可以看到watchHandler是在for循环中被调用的,这个是用来保证不间断的watch,前一次的Watch和watchHandler调用中传入了resourceVersion,在watchHandler执行过程中被修改为了其他值,watchHandler调用退出之后进行下次调用时,resourceVersion又作为下一次Watch方法调用的参数被传递,这时候如果resourceVersion被改为旧值就会出现这个BUG,这也印证了之前说的在每次endpoint被删除时都会有一条watch api被调用的日志。
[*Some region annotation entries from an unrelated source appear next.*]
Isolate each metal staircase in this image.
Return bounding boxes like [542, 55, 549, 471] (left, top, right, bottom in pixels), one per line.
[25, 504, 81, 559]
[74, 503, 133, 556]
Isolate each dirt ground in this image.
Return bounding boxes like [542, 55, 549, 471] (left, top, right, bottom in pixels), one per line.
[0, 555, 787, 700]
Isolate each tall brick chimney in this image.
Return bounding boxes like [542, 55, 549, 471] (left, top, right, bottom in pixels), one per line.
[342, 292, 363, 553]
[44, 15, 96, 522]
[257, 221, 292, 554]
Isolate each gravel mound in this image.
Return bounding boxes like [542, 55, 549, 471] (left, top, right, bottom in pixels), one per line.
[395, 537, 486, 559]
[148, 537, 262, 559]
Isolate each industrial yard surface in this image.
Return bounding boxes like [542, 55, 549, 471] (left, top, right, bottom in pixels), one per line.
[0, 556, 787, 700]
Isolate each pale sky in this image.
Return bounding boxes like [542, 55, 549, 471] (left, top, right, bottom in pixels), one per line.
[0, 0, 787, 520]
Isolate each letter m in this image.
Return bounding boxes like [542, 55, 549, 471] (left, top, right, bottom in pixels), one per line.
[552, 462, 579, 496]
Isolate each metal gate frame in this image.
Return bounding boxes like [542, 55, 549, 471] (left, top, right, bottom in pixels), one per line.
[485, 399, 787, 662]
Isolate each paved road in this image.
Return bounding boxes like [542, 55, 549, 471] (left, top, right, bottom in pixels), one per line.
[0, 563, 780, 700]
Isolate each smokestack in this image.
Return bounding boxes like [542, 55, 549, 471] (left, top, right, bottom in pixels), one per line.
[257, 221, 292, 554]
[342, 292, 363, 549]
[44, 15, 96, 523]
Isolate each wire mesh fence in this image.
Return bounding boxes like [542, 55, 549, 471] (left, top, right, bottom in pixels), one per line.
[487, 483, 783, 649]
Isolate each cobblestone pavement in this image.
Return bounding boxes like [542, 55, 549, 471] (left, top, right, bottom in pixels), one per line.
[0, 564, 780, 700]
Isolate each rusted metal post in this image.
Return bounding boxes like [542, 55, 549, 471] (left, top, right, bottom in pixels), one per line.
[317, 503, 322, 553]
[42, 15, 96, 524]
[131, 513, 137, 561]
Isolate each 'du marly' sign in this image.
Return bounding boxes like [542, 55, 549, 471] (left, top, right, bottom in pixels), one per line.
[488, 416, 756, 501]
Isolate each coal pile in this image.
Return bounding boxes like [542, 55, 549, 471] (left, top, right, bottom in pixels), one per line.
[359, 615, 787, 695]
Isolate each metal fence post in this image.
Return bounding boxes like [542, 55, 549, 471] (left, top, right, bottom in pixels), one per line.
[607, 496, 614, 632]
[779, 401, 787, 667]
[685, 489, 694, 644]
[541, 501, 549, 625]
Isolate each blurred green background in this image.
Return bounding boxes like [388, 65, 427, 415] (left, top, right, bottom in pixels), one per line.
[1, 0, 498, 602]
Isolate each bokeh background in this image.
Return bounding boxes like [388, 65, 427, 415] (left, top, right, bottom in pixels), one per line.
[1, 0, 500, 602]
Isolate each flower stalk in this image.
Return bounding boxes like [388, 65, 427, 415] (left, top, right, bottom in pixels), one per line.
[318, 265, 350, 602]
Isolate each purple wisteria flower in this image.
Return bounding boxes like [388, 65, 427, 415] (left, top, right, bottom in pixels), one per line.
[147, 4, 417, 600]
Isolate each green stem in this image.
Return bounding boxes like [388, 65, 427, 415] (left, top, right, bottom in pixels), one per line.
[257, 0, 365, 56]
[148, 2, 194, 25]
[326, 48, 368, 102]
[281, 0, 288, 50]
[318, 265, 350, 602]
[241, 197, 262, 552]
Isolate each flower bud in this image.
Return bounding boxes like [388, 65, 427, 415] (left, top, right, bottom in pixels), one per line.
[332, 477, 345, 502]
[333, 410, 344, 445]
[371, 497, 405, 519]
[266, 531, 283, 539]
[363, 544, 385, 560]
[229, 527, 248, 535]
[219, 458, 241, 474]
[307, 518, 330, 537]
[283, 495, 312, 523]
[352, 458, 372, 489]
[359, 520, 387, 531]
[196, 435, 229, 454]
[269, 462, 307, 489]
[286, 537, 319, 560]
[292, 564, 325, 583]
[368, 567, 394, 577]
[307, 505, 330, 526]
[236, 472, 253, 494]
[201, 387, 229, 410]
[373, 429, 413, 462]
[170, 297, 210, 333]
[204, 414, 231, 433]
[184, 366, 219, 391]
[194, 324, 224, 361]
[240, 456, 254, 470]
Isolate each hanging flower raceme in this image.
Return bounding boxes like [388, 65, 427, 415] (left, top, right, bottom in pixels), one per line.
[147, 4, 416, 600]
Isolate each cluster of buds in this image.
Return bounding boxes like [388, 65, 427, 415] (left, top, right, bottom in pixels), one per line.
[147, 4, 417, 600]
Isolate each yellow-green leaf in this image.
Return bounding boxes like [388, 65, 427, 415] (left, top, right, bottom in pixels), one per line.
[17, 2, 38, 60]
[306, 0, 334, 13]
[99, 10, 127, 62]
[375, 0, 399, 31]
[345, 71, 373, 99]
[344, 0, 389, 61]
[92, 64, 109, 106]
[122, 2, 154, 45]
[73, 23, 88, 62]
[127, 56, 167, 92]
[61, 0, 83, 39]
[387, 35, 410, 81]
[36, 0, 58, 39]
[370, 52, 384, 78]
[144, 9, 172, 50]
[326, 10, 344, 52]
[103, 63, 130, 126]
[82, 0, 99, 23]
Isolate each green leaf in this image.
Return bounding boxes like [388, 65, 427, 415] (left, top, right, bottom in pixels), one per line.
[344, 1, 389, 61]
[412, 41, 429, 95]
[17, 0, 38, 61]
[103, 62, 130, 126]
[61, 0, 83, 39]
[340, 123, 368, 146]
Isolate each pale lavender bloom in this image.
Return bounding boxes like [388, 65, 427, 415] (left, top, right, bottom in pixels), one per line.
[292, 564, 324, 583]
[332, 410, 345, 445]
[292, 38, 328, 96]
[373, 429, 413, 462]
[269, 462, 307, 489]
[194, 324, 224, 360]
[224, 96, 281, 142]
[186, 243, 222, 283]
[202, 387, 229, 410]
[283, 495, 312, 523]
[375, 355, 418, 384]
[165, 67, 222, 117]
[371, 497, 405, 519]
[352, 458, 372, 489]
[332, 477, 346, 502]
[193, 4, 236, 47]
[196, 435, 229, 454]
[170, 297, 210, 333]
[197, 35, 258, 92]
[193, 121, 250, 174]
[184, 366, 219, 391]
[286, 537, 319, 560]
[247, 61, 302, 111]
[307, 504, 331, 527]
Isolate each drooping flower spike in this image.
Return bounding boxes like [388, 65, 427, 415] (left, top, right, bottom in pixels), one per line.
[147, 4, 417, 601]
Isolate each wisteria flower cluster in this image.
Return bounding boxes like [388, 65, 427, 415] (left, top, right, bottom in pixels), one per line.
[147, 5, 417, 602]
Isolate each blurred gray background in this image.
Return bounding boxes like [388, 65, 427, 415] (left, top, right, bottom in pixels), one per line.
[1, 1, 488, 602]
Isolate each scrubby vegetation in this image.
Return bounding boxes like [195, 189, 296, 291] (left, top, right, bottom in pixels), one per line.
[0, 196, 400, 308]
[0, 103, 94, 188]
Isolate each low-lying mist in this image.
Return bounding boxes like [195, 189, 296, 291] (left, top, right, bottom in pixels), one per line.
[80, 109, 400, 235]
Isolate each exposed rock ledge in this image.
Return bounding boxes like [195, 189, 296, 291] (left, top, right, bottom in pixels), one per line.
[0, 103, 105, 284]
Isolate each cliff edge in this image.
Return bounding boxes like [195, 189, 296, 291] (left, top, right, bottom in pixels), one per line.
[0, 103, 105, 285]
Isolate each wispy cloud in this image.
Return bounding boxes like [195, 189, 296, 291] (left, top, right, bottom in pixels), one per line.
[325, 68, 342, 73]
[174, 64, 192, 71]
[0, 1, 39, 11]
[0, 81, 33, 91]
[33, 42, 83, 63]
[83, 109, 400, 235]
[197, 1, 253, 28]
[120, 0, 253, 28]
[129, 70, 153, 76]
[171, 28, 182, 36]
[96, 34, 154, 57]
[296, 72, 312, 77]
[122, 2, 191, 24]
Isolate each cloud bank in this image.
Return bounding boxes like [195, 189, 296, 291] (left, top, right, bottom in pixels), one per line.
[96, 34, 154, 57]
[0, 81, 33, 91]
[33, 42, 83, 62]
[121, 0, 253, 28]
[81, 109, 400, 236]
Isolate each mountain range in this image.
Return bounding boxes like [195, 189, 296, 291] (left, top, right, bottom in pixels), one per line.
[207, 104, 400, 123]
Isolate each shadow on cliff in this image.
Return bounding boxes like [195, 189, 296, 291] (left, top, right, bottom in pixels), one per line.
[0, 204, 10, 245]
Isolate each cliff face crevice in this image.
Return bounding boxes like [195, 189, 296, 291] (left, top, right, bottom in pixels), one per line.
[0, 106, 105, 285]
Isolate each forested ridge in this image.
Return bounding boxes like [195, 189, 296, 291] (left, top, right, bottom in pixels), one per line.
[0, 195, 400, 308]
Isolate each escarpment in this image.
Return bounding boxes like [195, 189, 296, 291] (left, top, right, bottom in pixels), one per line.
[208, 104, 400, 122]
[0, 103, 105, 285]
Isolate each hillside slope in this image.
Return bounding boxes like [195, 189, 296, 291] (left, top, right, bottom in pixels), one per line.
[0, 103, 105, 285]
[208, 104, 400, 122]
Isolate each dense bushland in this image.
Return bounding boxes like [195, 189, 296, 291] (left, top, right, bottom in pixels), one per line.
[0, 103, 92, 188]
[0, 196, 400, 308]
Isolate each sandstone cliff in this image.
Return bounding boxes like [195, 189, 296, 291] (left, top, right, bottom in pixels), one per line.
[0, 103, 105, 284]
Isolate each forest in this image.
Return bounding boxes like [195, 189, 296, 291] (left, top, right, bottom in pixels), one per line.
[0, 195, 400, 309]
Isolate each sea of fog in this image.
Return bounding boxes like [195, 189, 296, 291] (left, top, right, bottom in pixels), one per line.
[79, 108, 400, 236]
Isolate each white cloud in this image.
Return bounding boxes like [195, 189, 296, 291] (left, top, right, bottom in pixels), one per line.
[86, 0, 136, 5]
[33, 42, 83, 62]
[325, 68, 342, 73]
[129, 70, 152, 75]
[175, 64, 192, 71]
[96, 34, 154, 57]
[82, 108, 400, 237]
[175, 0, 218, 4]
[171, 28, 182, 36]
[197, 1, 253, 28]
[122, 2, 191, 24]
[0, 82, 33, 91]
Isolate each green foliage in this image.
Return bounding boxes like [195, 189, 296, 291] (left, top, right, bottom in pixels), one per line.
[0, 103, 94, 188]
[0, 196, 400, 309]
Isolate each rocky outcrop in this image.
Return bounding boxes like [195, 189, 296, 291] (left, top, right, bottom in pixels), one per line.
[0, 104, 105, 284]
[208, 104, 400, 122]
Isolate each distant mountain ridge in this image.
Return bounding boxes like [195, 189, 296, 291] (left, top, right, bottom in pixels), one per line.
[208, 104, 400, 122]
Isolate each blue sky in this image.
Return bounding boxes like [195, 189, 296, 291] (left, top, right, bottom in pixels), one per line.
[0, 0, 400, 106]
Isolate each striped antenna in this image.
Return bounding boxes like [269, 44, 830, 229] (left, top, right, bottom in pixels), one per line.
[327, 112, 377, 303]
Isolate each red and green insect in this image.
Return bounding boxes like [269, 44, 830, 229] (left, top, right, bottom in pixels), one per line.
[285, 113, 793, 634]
发现了问题所在,回过头来再看下上述两段代码,watchHandler里定义了对接收到的数据的处理逻辑,在一个for循环中进行,ListAndWatch的Watch和watchHandler的调用也在for循环中调用,只有在watchHandler返回,并且返回的err是nil的情况下才会继续watch,才有可能触发这个bug,只要watchHandler不退出或退出且返回err不为空,即使中间出现过resourceVersion被错误赋值的情况也不会导致bug的出现,这也就解释了我的疑问,为什么这个bug影响这么严重,现在才被注意到,因为这个bug不会经常出现。在我们用到的1.6.7的集群中执行kubectl get ep –all-namespaces得到的结果中除了确实是刚创建的svc外的endpoint外,其余endpoint的存活时间都已有几十到几百天,也就是在相当长一段时间内并没有出现这个bug,虽然出现的话影响很严重。知乎的评论中有人说按照复现方式进行操作但是没有出现这个bug也是这个道理。

综上,bug复现需要满足两点:

  1. watchHandler正常退出,对于1.9.2版本来说就是event, ok := <-w.ResultChan(),ok为false,也就是channel被关闭或者返回为空。
  2. 退出前接收到的最后一个Event的type为delete,而且是之前创建的,也就是resourceVersion是旧的。

这个bug影响确实严重,但是不会经常出现,像bug的发现者说的那样频繁出现的情况,可能还需要继续排查下为什么watchHander的调用会频繁的正常退出,可能这才是问题真正所在。